Future climate change impacts on humans will be determined by the convergence of evolving physical climate and socioeconomic systems. Rural areas of the northeastern United States have experienced increased temperature and precipitation extremes, especially over the past three decades, and face unique challenges due to their physical isolation, natural-resource–dependent economies, and high poverty rates. To explore the impacts of future extreme events on vulnerable, rural populations in the Northeast, we analyzed future (2046–2075) annual maximum daily maximum temperature, annual minimum daily minimum temperature, annual maximum daily precipitation, and annual minimum two-week summer precipitation for two greenhouse gas emissions scenarios using four global climate models and gridded temperature and precipitation observations. We then combined those projections with estimates of county-level population and relative income for 2060 to calculate changes in extreme person-events compared to a historical period (1976–2005), with a focus on Northeast counties that are rural (less than 250,000 people) and vulnerable (in the bottom income quartile).
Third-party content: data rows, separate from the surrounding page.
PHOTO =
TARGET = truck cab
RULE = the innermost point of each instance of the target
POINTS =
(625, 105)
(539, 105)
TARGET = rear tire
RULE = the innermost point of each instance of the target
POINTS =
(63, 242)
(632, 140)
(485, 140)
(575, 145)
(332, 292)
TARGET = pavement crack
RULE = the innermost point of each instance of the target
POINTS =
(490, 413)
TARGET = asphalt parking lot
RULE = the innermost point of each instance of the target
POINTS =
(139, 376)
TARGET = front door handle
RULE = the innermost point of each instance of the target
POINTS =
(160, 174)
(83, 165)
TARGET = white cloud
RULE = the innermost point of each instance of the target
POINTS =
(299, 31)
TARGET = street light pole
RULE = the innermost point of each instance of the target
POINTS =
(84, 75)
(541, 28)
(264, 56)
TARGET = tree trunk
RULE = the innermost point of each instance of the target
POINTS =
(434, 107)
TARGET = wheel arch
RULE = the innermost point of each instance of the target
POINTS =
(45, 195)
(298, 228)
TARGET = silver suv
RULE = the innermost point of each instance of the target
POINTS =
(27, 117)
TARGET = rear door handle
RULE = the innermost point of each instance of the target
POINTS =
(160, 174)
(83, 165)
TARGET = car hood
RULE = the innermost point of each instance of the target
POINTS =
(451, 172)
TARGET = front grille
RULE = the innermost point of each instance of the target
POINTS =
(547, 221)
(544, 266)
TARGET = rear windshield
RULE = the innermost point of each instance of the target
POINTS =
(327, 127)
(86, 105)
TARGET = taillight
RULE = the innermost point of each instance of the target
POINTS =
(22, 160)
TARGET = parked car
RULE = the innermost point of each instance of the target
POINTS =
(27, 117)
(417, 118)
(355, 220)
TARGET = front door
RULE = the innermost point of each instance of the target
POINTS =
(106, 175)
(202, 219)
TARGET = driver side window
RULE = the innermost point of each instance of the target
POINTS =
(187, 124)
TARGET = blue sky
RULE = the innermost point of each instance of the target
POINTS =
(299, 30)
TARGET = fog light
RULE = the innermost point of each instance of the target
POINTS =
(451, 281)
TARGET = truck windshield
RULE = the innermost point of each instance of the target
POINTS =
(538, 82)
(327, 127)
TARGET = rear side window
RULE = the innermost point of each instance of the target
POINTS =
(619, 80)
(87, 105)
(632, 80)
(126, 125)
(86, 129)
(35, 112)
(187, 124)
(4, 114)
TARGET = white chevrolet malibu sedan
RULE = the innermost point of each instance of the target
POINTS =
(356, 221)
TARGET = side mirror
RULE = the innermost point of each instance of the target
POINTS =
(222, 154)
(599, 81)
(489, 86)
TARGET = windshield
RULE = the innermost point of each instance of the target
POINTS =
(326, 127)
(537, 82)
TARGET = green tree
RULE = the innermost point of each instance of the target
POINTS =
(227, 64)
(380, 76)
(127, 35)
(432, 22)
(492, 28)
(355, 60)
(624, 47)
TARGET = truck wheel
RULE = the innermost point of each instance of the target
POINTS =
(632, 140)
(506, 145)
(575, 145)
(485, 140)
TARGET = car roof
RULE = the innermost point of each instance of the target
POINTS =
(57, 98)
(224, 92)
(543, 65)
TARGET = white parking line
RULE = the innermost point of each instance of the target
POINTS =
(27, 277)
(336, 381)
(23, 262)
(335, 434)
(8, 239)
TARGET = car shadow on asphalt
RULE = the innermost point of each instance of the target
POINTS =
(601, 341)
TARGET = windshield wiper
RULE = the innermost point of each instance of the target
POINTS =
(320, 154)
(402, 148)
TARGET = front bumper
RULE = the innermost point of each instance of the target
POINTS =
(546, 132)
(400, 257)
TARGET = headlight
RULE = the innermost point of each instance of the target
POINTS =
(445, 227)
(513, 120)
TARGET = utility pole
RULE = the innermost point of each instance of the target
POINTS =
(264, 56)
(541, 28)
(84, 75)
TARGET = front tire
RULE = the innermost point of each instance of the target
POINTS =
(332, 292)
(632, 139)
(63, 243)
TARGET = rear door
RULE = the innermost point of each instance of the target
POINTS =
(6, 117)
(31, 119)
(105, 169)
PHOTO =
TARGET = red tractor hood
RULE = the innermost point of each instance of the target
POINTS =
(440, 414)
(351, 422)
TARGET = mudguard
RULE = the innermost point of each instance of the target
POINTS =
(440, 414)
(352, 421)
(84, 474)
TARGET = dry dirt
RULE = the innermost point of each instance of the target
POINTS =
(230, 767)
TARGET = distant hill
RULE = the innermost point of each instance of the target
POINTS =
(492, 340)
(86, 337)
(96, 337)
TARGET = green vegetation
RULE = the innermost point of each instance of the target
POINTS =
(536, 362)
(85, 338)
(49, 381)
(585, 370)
For all counties and lowest income quartile counties in the rural Northeast, extreme heat person-events increase nineteen-fold and twenty-nine fold, respectively, under the high greenhouse gas emissions scenario, far exceeding the decrease in extreme cold person-events. The number of extreme precipitation and drought person-events does not significantly change across the rural Northeast. For the high greenhouse gas emissions scenario, counties in the bottom two income quartiles experience the 1976–2005 once-per-year daily heat event twenty-three times per year by 2046–2075; the lower greenhouse gas emissions scenario reduces the incidence to eleven times per year. Key Words: climate change, climate impacts, extreme events, northeastern United States, vulnerability.